Bisnis.com, MALANG - Pelaku industri pariwisata di Jawa Timur (Jatim) secara tegas menyatakan penolakan terhadap kenaikan tarif ke Gunung Bromo yang tertuang dalam Peraturan Pemerintah (PP) No.12/2014 yang bakal diberlakukan pada Mei mendatang.
PP tersebut mengatur tentang Jenis dan Tarif atas Jenis Penerimaan Negara Bukan Pajak yang Berlaku pada Kementerian Kehutanan. Penolakan tersebut dilakukan pelaku industri pariwisata dalam Stakeholders Meeting Sosialisasi PP No.12/2014 yang dihadiri Direktur Pemanfaatan Jasa Lingkungan Kawasan Konservasi Bromo Tengger Semeru (BTS) Kementerian Kehutanan di Kota Malang, Selasa (15/4/2013).
Perhimpunan Hotel dan Retoran Indonesia (PHRI) Jawa Timur melalui wakilnya Uddy Syaifudin mengatakan PHRI siap melakukan gugatan ke Mahkamah Agung (MA) untuk melakukan yudisial review atas PP yang dinilai akan mematikan industri pariwisata di Jatim tersebut.
“Kita sudah membentuk tim advokasi guna melayangkan gugatan. Langkah gugatan ini merupakan solusi menyusul telah buntunya proses tuntutan yang telah dilayangkan oleh insan pariwisata di Jatim karena PP tetap akan diberlakukan,” kata Uddy Syaifudin usai sosialisasi, Selasa (15/4/2014).

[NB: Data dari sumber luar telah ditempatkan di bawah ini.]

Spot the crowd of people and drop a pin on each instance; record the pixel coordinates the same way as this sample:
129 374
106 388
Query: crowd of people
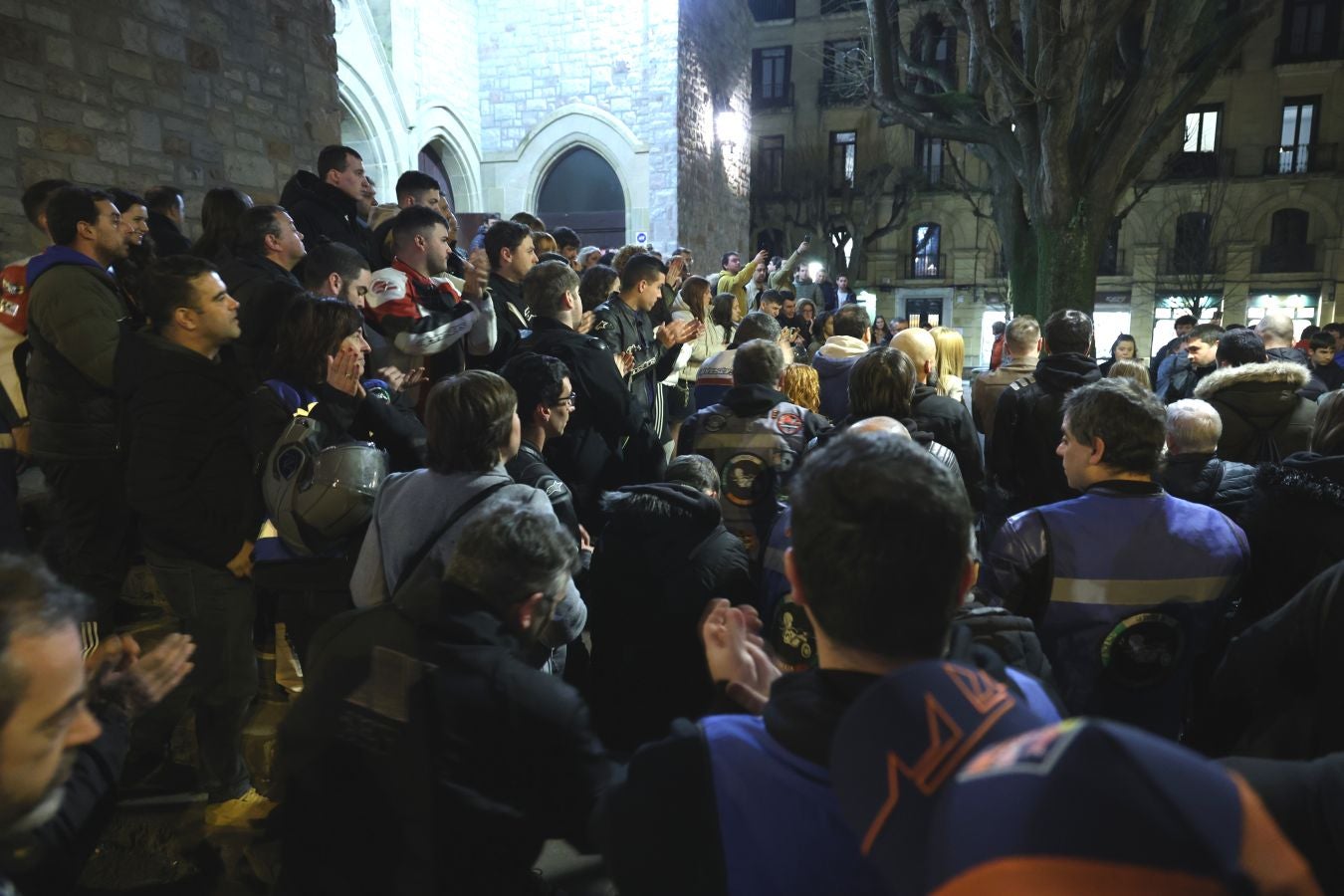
711 573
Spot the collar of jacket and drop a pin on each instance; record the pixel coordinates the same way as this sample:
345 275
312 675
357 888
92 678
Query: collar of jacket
1124 488
1292 375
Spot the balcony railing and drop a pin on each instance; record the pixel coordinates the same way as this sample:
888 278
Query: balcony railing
1191 262
782 99
1112 264
1199 165
843 93
1304 158
926 266
1286 260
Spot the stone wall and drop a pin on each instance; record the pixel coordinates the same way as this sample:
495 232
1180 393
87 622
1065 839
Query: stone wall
620 58
713 168
133 93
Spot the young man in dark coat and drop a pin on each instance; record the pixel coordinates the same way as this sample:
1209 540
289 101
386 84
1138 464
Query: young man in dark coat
190 477
607 441
1194 470
329 204
648 665
1029 415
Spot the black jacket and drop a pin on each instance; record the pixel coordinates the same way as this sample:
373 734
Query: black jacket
257 284
320 210
1274 693
188 465
529 468
1294 524
606 427
168 238
622 330
1263 418
1207 479
648 664
1027 430
951 423
441 768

Ketua Badan Promosi Pariwisata Daerah (BPPD) Provinsi Jatim, Dwi Cahyono, mengatakan Bromo merupakan pitu masuk wisata di Jatim. Kalau pintu masuknya bakal terganggu akibat PP tersebut maka secara otomatis akan berdampak pada industri pariwisata di Jatim lainnya.
“Tujuan utama pariwisata di Jatim adalah Bromo, baru ke tempat lainnya. Kalau tarif naik dan wisatawan urung berwisata ke Bromo maka dampaknya akan berimbas pada dunia pariwisata di Jatim secara umum,” jelas dia.
Sekretaris Dewan Pimpinan Daerah Asosiasi Tour&Travel Indonesia (DPD Asita) Jatim, Nanik Sutaningtyas, mengatakan Asita Jatim secara tegas menolak PP No.12 tersebut. Karena dampak dari PP tersebut akan membuat pengusaha tour dan travel akan menanggung rugi.
“Karena kita menjalankan kontrak tahunan. Kalau PP diberlakukan pada Mei mendatang, kita bakal merugi karena terpaksa harus nomboki karena sebagian besar klien sudah memberikan down payment (DP),” ujarnya.
Direktur Pemanfaatan Jasa Lingkungan Kawasan Konservasi Bromo Tengger Semeru (BTS) Kementerian Kehutanan, Bambang Suprianto, mengatakan PP tersebut sudah ditandatangani oleh Presiden Susilo Bambang Yudhoyono (SBY).
Selain itu proses pembahasan PP sendiri sudah dimulai sejak 2004 dan baru selesai dibahas pada 2009. Sehingga keberadaan PP tersebut sudah melalui proses yang cukup panjang.
“Kami mempersilahkan masyarakat untuk melakukan gugatan. Karena uji materi atas PP tersebut di MA berlaku 90 hari sejak ditetapkan, dan saat ini masih ada waktu sekitar 25 hari. Selain itu PP bisa mundur atau lebih cepat berlaku karena sedang menunggu terbitnya peraturan menteri (permen),” tambah dia.
Yang jelas pihaknya berharap masyarakat tidak melakukan black campaign atau kampanye hitam kalau nantinya PP mulai diberlakukan. Karena hal itu akan merugikan dunia pariwisata tidak hanya di kawasan Bromo Tengger Semeru namun juga secara nasional.
Pihaknya juga berharap sebaiknya PP berjalan dulu sekitar enam bulan, setelah itu bisa dilakukan evaluasi terkait penerapan di lapangan sejauhmana tingkat kunjungan atau kepuasan atas PP tersebut.
“Kalau nantinya ternyata tingkat kunjungan atau kepuasan akibat PP tersebut menurun maka bisa dilakukan review,” tandasnya.